Babel nodded. It was a good start. He’d Jedi Mind Trick everyone in the room into becoming the foundation for his new army, then move on to anyone else who was tactically valuable. Rinse and repeat throughout the whole fucking system until his plan became a viable reality and voila!
Ready-made Super-Army ready to fuck Lady Ha’s forces right the fuck up.
Once he and his honorary Specters hit her domain, Ha wouldn’t stand a chance. He and his mega-army would sweep through all of her fortifications and right past the danger, because Ha had used her powers to force him and everyone else to build them in the first place. He was a walking, talking blueprint on how to defeat Dread Lady Ha.
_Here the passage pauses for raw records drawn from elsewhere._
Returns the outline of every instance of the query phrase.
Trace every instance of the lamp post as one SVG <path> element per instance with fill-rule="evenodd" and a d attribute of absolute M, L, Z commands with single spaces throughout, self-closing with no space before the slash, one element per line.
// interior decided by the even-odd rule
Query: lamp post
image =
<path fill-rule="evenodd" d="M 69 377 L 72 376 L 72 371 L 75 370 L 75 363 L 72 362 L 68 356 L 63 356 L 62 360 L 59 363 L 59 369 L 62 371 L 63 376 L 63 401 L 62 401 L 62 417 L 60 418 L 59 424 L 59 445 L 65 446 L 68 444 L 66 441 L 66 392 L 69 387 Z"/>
Minister Tsubasa Kouki snapped his fingers Imperially, the silver and black brocaded sleeves of his honorable robes fluttering like birds. The honor guard rushed forward until they were arrayed around him defensively, their weapons pointed at numerous points along the invading Specter’s body.
The Minister nodded when the small Specter’s face went sickly green. It was only right, it was only proper. It was good the man was beginning to realize the danger he was in. What had he been thinking, coming to Delicate Heron in a Shriven ship?
Kouki pulled a slender handheld device from one of the many hidden pockets built into his robes. In addition to the handheld, he also carried a small but powerful handgun capable of killing the Specter if it came down to it, as well as several rice cakes that’d get him into hot water with his wife if she ever learned of their existence.
He cleared his throat, uncertain how fluent he was in the basest of all languages in the Universe. Kouki would almost rather gabble away in arduous IndoRussian than NorthAMC. Reading from the handheld, the Minister began, “You … you are Babel Sinfell of Special services?”
Babel flashed a wan smile and nodded.
Silence under the circumstances was also proper. Though
he’d not yet gone out of his way to contact Elder Katainn's replacement –Kouki found nearly all Yellow Dog Elders a particularly odious bunch, but none were as bad as those belonging to the Katainn Clan, who were more European than Japanese, a fact no one mentioned aloud but everyone took into consideration when dealing with them - of Babel’s capture, Kouki was intimately aware of the … shenanigans that’d taken place on the Katainn Clan's homeworld.
Such devastation. Such … the Minister shook his head. There’d been a few quite lovely cherry blossom parks near the hotel that’d gone critical. Dreadful, dreadful loss.
“You were most recently on Katainn’s world? With …” Kouki flashed an apologetic smile to the Specter as he stumbled over the odd-looking and odder-sounding names, “Telgar and Cianni Wren, Dagon the … ofumonde … apologies, apologies … Offworlder and Edio Mara?”
Babel squeezed his eyes tight for a moment as he tried reaching his friends through the Soul-HUD. Nothing. As always. During his ‘escape’ from Ha’s space-compound, he’d tried more than once to see if they were there, thinking perhaps distance between them might somehow cause an attenuation of the signal, so to speak, one that Ha wouldn’t be able to intercept.
But he’d been wrong. His best friends in the world were still radio-silent. Even if he couldn’t actually communicate with them, Babel would give nearly anything at all to find out if they were okay. With Ha going through that awkward BDSM phase, it was altogether likely that the twisted bitch was exacting very weird, very specific punishments from the remaining members of Armageddon Troop Too.
After the long second of silent mourning passed, Babel nodded again.